Date: 19990910
Docket: T-1770-98
BETWEEN:
DR. GIORGIO COPELLO
Applicant
- and -
THE MINISTER OF FOREIGN AFFAIRS and
THE ATTORNEY GENERAL OF CANADA
Respondents
REASONS FOR ORDER AND ORDER
BLAIS J.
[1] This is a motion seeking an order of the Court granting the applicant leave to examine Mr. Alain Dudoit, Chief of the Office of Protocol of the Department of Foreign Affairs and International Trade, in relation to issues of fact raised in this application.
[2] Even though there is no time limit under Rule 316 to bring a motion to the Court, the Court has to consider that the pleadings are closed, the requisition for a hearing has already been filed on July 9, 1999 and the cross-examination of William Bowden was conducted on January 25, 1999.
[3] I understand that the reason why the applicant wants to examine Mr. Alain Dudoit is because the applicant is not satisfied with the cross-examination of Mr. Bowden given that the applicant suggests that Mr. Bowden did not answer over forty questions.
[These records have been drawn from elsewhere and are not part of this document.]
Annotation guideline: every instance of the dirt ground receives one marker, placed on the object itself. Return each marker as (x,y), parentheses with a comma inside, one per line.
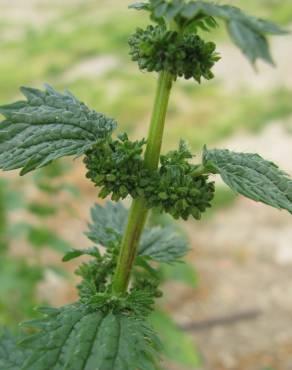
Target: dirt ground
(240,316)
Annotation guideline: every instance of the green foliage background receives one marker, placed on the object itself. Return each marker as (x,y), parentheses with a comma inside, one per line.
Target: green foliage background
(61,44)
[4] I my view, the applicant has failed to explain the delay in bringing the within motion.
[5] Pursuant to Rule 316,
...the Court may, in special circumstances, authorize a witness to testify in court in relation to an issue of fact raised in an application. |
(my emphasis) |
[6] As suggested by counsel for the respondent,
The Court held that it was exceptional to depart from the practice of conducting motions on the basis of documentary evidence.1 |
[7] Also the Court has recently decided that a similar standard applies under the Federal Court Rules , 1998,
In judicial review applications, one does not make evidence with oral testimony except in exceptional circumstances. Evidence is made by affidavit (Rule 316).2 |
[8] As suggested by counsel for the respondent, affiants put forward by parties in application, are subject to being cross-examined but there is no general right of discovery. Cross-examination is not a fishing expedition.
[9] Any party could cross-examine any affiant under knowledge of the facts, if they are not satisfied with the answers. This is something they could raise before the Court and the parties could even sustain that the affidavit is not strong enough to support the party"s position.
[10] The applicant failed to convince the Court that to allow examination of a witness pursuant to Rule 316 at this stage, would be reasonable given that I do not see any exceptional circumstances to justify it.
[11] For these reasons, the motion is dismissed with costs established at $300.
Pierre Blais
Judge
OTTAWA, ONTARIO
September 10, 1999
__________________1 Cyanamid Canada Inc. v. The Minister of National Health and Welfare (1992), 52 F.T.R. 22 at 31 (T.D.).
2 Tunda v. Canada (Minister of Citizenship and Immigration, [1999] F.C.J. No. 821, May 31, 1999.